ACTIDIL is a Antihistamine that works by H1-receptor antagonist; competes with histamine for H1-receptor sites on effector cells in the gastrointestinal tract, blood vessels, and respiratory tract, blocking histamine-induced bronchoconstriction, vasodilation, and increased capillary permeability.. FINGOLIMOD is a Sphingosine 1-Phosphate Receptor Modulator that works by Sphingosine 1-phosphate receptor modulator; acts as a functional antagonist by downregulating S1P receptors on lymphocytes, preventing their egress from lymph nodes and reducing peripheral lymphocyte count.. They differ in pharmacokinetic profiles, FDA-approved indications, and side effect profiles.

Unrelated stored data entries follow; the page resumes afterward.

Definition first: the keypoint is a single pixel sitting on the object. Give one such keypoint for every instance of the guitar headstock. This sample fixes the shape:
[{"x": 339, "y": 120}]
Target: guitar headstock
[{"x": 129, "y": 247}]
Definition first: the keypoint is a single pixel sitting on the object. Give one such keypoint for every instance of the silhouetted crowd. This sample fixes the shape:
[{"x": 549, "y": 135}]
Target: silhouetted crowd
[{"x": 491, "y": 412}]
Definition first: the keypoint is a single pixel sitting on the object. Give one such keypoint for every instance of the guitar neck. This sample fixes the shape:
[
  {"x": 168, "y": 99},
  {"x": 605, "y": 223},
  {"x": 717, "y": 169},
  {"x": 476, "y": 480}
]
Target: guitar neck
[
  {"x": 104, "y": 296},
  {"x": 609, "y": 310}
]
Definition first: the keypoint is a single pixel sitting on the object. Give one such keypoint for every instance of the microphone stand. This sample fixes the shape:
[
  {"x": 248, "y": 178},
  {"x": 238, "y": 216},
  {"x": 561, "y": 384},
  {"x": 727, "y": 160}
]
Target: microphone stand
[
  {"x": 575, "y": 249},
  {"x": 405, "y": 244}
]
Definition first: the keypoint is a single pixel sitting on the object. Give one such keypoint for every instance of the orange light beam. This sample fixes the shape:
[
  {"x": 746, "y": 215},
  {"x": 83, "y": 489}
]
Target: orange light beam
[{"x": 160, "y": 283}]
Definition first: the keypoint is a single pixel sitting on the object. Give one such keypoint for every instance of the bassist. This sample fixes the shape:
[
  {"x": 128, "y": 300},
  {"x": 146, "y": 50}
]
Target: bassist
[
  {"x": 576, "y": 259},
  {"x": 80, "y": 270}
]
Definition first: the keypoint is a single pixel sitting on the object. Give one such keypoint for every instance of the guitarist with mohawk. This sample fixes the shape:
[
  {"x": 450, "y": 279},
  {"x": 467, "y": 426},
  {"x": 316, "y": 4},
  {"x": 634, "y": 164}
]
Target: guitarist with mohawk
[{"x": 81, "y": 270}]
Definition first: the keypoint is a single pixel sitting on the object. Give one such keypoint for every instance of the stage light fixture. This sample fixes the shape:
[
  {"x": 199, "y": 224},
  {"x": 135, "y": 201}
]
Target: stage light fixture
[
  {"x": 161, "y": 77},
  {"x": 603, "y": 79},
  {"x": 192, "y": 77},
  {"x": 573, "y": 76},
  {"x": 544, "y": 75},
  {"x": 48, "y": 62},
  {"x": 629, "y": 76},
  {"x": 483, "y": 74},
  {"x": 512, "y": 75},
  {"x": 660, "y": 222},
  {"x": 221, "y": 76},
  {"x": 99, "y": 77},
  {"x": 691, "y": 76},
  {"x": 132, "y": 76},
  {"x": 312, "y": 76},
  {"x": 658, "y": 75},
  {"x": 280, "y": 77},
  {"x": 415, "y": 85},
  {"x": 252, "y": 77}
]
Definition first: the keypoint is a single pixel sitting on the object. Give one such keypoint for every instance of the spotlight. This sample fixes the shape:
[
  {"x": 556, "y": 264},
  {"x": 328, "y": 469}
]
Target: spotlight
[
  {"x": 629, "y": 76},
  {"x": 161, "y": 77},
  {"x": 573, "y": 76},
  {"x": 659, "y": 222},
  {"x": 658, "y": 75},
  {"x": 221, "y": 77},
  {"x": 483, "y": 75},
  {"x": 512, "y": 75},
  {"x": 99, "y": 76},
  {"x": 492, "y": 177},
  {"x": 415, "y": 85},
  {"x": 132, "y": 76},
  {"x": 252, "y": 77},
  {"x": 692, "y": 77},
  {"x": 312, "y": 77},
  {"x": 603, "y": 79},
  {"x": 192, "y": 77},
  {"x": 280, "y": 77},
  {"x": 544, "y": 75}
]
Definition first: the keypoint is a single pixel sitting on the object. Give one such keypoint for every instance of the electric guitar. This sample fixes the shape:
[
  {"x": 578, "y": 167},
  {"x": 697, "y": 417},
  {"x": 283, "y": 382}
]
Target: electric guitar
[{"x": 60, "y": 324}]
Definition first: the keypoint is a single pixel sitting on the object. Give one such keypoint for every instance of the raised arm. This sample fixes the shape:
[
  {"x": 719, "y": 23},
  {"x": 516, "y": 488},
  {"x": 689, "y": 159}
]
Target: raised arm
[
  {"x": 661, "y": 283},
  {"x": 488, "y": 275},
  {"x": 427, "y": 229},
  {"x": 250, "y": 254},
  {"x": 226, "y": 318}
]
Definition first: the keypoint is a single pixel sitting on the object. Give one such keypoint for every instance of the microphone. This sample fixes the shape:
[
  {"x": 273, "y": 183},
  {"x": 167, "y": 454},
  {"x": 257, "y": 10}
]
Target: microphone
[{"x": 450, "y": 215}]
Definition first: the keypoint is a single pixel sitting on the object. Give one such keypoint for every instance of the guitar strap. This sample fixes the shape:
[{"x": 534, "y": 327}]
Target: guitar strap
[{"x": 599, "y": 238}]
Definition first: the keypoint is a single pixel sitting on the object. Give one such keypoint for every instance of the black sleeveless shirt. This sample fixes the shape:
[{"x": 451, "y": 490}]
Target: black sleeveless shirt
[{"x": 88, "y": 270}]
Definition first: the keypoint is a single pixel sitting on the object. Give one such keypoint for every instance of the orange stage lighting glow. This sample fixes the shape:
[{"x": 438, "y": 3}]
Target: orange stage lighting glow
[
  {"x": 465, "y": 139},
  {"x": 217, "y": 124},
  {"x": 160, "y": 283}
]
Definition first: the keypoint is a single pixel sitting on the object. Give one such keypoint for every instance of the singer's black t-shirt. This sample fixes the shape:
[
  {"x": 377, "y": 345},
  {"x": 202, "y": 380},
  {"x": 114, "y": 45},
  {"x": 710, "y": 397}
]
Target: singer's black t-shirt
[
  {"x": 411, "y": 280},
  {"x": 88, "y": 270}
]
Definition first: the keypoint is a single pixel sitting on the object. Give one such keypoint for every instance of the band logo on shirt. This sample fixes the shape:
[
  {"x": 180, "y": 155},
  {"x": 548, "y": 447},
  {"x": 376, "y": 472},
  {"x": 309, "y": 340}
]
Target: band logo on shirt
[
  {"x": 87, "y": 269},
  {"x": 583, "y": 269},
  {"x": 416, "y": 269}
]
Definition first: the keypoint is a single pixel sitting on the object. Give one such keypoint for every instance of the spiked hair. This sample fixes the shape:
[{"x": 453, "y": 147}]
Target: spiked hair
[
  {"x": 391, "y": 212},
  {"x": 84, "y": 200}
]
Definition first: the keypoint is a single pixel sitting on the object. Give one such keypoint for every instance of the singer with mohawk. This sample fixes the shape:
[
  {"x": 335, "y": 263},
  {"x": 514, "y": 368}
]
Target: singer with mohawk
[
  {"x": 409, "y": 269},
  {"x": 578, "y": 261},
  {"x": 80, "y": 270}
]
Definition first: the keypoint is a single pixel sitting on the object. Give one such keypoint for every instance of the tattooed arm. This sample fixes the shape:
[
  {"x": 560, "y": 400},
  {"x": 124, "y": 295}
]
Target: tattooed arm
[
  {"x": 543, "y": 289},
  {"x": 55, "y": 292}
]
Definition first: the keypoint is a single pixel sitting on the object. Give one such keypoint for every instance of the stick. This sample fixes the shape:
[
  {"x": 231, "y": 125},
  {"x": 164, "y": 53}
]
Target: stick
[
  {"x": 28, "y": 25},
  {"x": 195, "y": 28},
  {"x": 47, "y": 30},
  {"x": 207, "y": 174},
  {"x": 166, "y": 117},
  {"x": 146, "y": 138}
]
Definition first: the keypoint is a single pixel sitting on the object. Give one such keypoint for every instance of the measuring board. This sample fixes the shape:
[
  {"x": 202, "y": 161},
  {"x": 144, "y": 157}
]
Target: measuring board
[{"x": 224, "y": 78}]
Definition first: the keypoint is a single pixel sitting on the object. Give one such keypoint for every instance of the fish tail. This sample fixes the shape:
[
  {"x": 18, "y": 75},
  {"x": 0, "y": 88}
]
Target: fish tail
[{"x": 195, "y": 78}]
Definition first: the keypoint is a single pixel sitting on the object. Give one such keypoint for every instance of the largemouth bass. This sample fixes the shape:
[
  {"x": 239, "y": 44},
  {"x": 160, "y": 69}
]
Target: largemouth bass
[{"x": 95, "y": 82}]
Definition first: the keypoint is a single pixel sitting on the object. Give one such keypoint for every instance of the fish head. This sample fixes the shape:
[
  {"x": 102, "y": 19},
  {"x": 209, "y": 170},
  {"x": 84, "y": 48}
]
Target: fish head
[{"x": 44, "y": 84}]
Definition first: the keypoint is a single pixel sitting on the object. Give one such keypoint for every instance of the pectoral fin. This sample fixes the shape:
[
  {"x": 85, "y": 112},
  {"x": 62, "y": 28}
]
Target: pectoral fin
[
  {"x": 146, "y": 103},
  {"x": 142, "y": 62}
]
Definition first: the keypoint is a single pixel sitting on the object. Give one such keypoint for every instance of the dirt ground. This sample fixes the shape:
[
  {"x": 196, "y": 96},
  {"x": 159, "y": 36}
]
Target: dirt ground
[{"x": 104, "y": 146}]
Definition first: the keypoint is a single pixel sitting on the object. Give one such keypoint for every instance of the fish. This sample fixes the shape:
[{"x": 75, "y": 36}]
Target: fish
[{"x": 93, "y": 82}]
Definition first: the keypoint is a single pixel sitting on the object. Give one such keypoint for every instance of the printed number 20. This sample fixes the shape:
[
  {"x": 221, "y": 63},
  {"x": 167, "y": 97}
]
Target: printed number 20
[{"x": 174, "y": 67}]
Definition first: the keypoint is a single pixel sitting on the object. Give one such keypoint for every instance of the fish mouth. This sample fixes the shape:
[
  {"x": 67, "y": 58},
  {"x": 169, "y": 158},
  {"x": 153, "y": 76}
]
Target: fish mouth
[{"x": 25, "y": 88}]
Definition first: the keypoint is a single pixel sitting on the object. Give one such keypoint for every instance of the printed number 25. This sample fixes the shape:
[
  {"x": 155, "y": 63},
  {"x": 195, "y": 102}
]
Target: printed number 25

2. Which is stronger: ACTIDIL or FINGOLIMOD?

Potency comparisons between ACTIDIL and FINGOLIMOD depend on the specific clinical indication. These are agents from distinct pharmacological classes and are not directly interchangeable by dose. A physician or clinical pharmacist should guide any therapeutic switching decisions.

3. What is the standard dosing for ACTIDIL vs FINGOLIMOD?

The standard adult dose of ACTIDIL is: 2.5 mg orally every 4 to 6 hours as needed; maximum 10 mg per day.. The standard adult dose of FINGOLIMOD is: 0.5 mg orally once daily. Dosing should always be individualized based on indication, renal and hepatic function, age, and other patient factors.

4. Can you take ACTIDIL and FINGOLIMOD together?

No direct drug-drug interaction has been formally documented between ACTIDIL and FINGOLIMOD in current clinical databases. However, individual patient risk factors including other medications, organ function, and comorbidities should always be evaluated by a qualified healthcare provider.

5. Are ACTIDIL and FINGOLIMOD safe during pregnancy?

The maternal-fetal safety profiles differ. ACTIDIL is classified as Category C. First trimester: Limited human data; animal studies show no teratogenicity. Second and third trimesters: Not associated with major congenital malformations. However, anticholinergi. FINGOLIMOD is classified as Category C. FDA Pregnancy Category C. Based on animal studies, fingolimod is associated with increased risk of fetal malformations, including persistent truncus arteriosus and ventricular sept. Always consult a maternal-fetal medicine specialist before taking either drug during pregnancy or lactation.